I have become convinced that after a lot of failed dreams and relationships, I have turned into a passive person. I'd just take the most convenient person who comes around. I'd just sign the most convenient job contract that comes. I'm all about comfort, settling - which eventually leave me in a great deal of discomfort, a raging feeling of unsettledness. Today's trip to Revilla-land, to the bee farm, to a place of honest-to-goodness, no-to-advertising-it's-the-devil's-hand-at-work products, convinced me otherwise. I am still a person of passion. I'd go to great lengths for the perfect kiss.
I spent more than I thought I would. I got more tired than I thought I would. But I have no regrets save for this - I should have worn at least SPF 50.
***
Today, I finally had sugar again. Just a lick of it. But it's okay. The honey scrub is for my face, not for my tongue.
Today, I re-learned the value of sacrifice. Of perseverance. Of plain not giving up.

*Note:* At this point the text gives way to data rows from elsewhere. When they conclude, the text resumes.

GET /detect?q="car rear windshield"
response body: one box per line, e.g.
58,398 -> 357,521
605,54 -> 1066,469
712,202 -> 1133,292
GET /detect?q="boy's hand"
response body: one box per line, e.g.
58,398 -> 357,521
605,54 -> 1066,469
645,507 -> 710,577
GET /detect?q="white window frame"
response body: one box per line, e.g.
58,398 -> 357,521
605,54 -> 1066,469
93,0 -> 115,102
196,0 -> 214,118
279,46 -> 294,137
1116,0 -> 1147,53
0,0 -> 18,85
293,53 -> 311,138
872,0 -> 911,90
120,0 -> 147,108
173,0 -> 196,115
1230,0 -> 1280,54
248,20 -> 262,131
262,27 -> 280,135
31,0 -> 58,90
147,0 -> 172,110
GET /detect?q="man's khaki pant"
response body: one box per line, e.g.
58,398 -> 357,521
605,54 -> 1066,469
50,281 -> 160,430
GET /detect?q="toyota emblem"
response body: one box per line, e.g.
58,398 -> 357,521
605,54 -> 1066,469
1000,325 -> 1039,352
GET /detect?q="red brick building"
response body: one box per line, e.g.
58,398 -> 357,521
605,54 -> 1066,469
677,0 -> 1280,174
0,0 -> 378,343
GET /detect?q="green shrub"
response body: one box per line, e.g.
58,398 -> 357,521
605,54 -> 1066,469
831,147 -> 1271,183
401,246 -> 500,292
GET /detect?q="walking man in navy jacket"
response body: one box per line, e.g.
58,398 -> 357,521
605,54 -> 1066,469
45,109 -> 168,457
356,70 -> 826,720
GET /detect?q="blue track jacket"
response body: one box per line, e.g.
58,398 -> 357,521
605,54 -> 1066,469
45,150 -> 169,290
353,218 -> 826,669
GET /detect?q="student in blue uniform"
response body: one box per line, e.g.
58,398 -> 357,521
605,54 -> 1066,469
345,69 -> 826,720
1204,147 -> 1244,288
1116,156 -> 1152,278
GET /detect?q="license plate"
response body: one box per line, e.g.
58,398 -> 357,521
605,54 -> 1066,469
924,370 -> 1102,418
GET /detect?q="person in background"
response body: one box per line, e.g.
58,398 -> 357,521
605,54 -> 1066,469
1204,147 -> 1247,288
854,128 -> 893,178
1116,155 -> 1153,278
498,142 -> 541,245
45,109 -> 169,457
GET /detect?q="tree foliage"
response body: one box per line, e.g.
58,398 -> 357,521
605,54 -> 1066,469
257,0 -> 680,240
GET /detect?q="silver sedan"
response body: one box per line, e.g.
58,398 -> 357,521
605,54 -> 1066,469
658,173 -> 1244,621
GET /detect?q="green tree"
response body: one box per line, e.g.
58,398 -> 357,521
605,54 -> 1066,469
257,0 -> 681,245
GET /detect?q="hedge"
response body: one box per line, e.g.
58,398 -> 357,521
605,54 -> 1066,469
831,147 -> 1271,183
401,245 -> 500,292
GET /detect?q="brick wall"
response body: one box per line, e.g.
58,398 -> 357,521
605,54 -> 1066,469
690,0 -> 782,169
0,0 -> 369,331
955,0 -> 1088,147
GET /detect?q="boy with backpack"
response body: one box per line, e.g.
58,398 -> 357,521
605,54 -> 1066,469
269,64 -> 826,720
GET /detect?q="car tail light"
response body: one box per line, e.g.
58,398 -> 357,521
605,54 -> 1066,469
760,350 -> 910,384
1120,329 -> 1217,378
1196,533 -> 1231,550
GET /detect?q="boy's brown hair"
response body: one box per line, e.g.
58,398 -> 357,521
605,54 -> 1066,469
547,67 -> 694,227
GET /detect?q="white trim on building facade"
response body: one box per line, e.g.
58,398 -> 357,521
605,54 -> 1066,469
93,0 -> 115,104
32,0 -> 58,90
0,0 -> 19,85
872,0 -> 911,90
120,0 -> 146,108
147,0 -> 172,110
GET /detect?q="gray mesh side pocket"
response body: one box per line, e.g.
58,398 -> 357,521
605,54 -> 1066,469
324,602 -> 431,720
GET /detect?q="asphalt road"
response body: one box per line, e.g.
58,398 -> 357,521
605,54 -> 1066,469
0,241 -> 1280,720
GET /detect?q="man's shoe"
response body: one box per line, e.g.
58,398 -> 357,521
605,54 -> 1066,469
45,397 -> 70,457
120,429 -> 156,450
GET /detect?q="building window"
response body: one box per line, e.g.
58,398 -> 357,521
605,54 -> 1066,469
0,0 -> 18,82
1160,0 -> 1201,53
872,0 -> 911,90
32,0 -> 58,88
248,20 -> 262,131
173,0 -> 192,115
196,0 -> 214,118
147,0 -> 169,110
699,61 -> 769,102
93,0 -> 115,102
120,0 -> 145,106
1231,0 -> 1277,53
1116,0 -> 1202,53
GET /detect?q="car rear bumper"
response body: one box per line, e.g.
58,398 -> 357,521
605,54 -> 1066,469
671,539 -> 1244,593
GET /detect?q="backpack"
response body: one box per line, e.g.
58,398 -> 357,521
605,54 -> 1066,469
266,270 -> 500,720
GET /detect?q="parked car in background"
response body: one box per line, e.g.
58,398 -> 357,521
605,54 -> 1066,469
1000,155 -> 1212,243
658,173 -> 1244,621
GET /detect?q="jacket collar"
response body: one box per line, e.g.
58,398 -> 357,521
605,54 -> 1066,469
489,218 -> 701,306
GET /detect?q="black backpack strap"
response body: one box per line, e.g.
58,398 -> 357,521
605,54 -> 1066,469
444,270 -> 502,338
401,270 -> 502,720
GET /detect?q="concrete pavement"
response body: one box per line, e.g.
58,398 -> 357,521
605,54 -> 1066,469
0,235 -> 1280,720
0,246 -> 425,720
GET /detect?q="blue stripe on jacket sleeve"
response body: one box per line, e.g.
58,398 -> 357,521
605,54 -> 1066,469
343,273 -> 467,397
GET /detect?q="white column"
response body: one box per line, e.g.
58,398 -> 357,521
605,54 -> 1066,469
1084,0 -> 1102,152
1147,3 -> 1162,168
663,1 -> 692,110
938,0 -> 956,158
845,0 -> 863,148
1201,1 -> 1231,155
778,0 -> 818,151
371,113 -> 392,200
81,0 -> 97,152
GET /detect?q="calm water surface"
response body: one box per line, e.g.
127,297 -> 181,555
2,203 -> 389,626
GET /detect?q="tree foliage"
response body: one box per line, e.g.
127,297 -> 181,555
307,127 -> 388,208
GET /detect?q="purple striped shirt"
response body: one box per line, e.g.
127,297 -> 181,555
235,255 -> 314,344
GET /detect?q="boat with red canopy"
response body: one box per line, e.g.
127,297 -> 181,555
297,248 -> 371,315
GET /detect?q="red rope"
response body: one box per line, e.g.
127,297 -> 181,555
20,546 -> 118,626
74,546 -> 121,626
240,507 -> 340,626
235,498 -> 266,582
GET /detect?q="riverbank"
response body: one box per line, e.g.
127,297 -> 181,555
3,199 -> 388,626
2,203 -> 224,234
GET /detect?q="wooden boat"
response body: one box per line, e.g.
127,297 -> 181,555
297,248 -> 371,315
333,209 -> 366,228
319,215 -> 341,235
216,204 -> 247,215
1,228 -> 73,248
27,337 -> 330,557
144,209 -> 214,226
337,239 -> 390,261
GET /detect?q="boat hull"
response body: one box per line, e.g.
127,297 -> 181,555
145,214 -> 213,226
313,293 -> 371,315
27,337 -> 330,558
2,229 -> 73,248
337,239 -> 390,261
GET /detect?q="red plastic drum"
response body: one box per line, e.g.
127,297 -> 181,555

Today, I re-learned this - that life, yes, is sweet. And it's not just for the bees.
Today was a good day.
Posted by fierywoman at 8:26 PM 0 comments
Thursday, November 12, 2009
This woman needs eyebrow threading. Very badly.
The following is the most enlightening conversation I have had in my 26 years:
Joie: Uy, Mylene, kumain ka na ba? (Hala. Bakit nakatingin lang sa kin si Mylene? Kinukulam ba niya ako in her mind? Wala na talaga akong time maglaba ng panty, pasensya na, Mylene...)
Mylene: (Jesus. This woman needs eyebrow threading. Very badly.)
Joie: O, ano, bakit di ka sumasagot? Kumain ka na ba? Baka bigla mo na lang kaming isumbong sa asawa mo na hindi ka namin pinapakain. (Shet. Pinakuluan niya yung panty ko, at hipnotismo na 'tong ginagawa niya. Mamaya, may lalabas ng bayawak sa ilong ko. Shet.)
Mylene: (And upper lip threading, too) Oo man, ati.
Joie: Sumasagot ka naman pala e. E ano namang kinain mo? (Paano kung gusto pala niyang kainin ang atay ko?! Oh holy kamote tops!)
Mylene: (Oh. Those pores. Does she even get paid enough to have a facial?)
Joie: Ano ngang kinain mo? (Please, don't say na kaluluwa ko.)
Mylene: (Oh Lord. I really, really need to speak to her.) Pagkain, ati.
Joie reaches Nirvana.
***
I complain no end that I am having a shit time at work, that my job is sucking the life out of me. I have about 27 hours to do something insane, something to bring my joie de vivre back, and I am totally clueless. I don't want to plan. I am waiting for some wild, undismissable compulsion to attack me. Something that will rouse me even from the deepest of sleeps, make me pack just the very basics (money, underwear, valid ID) and just hit the road.
I want to live. Really live. I want to reclaim my passion. I want to fix me. I want to heal. I want to dance. I want to remember, remember the lyrics to my song. The song that The Great Is whispered to me at birth. The song that will guide the dance of my life.
***
Brutal truths that I have to chew today, in the absence of carbs.
1.) I have been an underachiever.
2.) I don't have a career, just a job that gets me through from payday to payday. Barely.
3.) Carbs make people happy. I don't eat carbs. Therefore...
4.) I miss Dan so much. I miss him more than I miss carbs.